Localhost is more private.
Localhost is disconnected.
Localhost doesn’t cancel your account when you go-over your download limit.
Localhost is free. If you are the only one using your web host account, maybe you should just blog to your thumb drive.
The above are all handy for using Zena as a streaming media player, which would be slow, not 100% available and expensive in terms of bandwidth if you put it on your hosted account. On the other hand, given that you still have to use Itunes or Windows Media player to play the streaming files, you might as well use then to read the files direct from the thumb drive—the only difference would be the folder browsing.
I couldn’t bring myself to install any personal information management (PIM) type applications. I’d rather have those on a connected server. If data loss didn’t worry you, then you might consider time trackers, address databases, etc. These PIM apps were never very compelling before web 2.0, now they are much more compelling as multi-user social applications.
Speaking of folder browsing, most web-based file browsing system suck, but if one existed that didn’t suck, it would be nice to have that on portable XAMPP. Right now if you want to search your thumb drive, you are stuck with the host OS’s search. IF you use Fast File Search, you can index your thumb drive—indexing it via the FileZilla FTP server is probably superior, since the drive letter will keep changing if you index file system directly.

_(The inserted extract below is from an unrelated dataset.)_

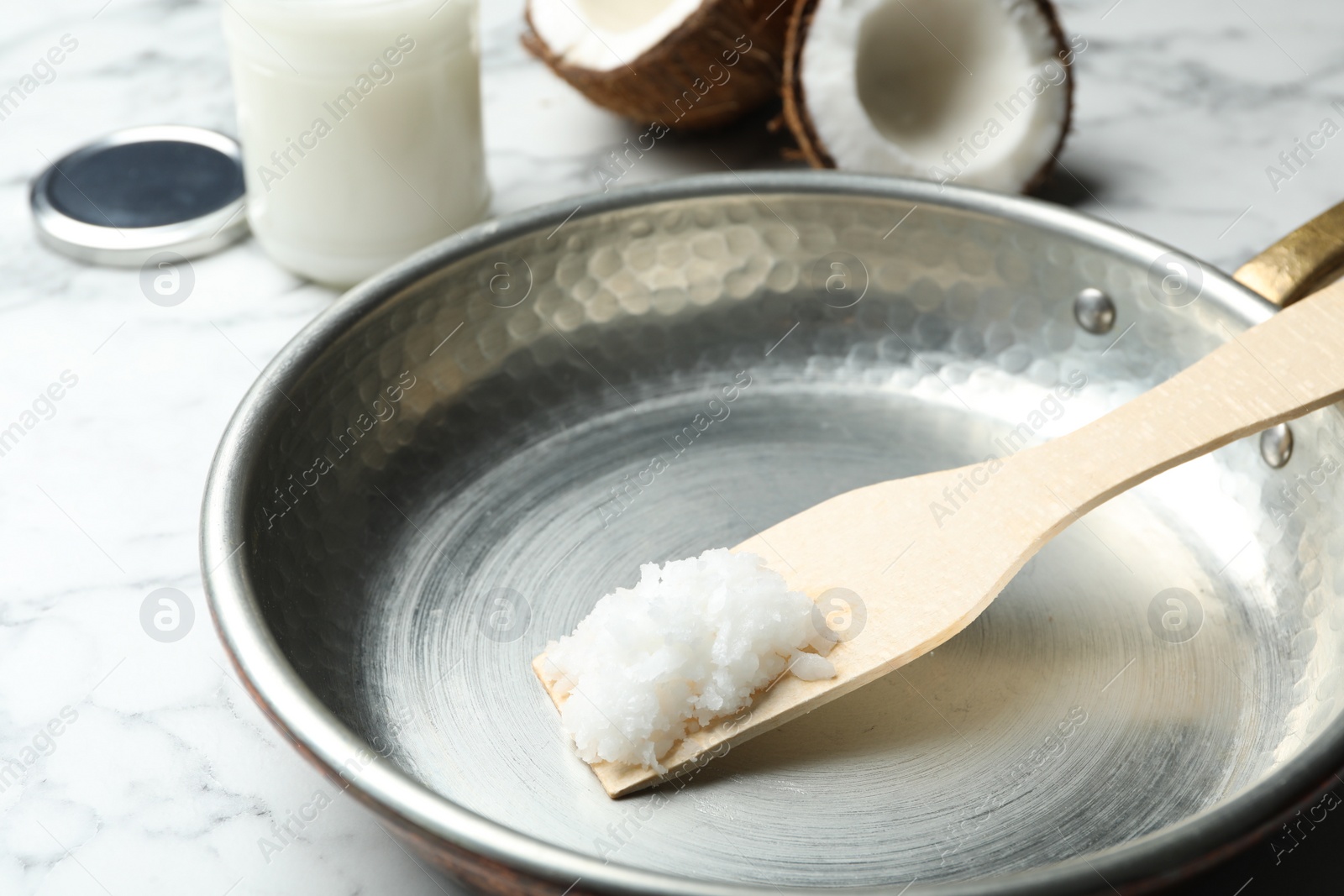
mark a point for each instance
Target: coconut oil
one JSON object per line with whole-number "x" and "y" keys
{"x": 360, "y": 125}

XAMPP is handy as a development environment. If you are a typical geek, you spend 8 hours in front of your work machine, but outside of the office you might be at your home machine, a laptop or visiting family when you have time to write code. Install Flyspray to maintain a more secure and better performing bug tracker. I still don’t know of a good portable source control server, but you can use RapidSVN as a portable client. You might not want to program in PHP, the asp classic of the curly braces world, you can get portable ruby or Instant Rails. (Instant rails comes with yet another copy of MySQL and Apache, so if you are already using XAMPP you will have a merging project to do.) And if you are really ambitious, you can try to get ASP.NET to work on XAMPP. Try mod_aspdotnet.mo or Grasshopper.
Disadvantages
You could lose it.
It isn’t globally available like your web host.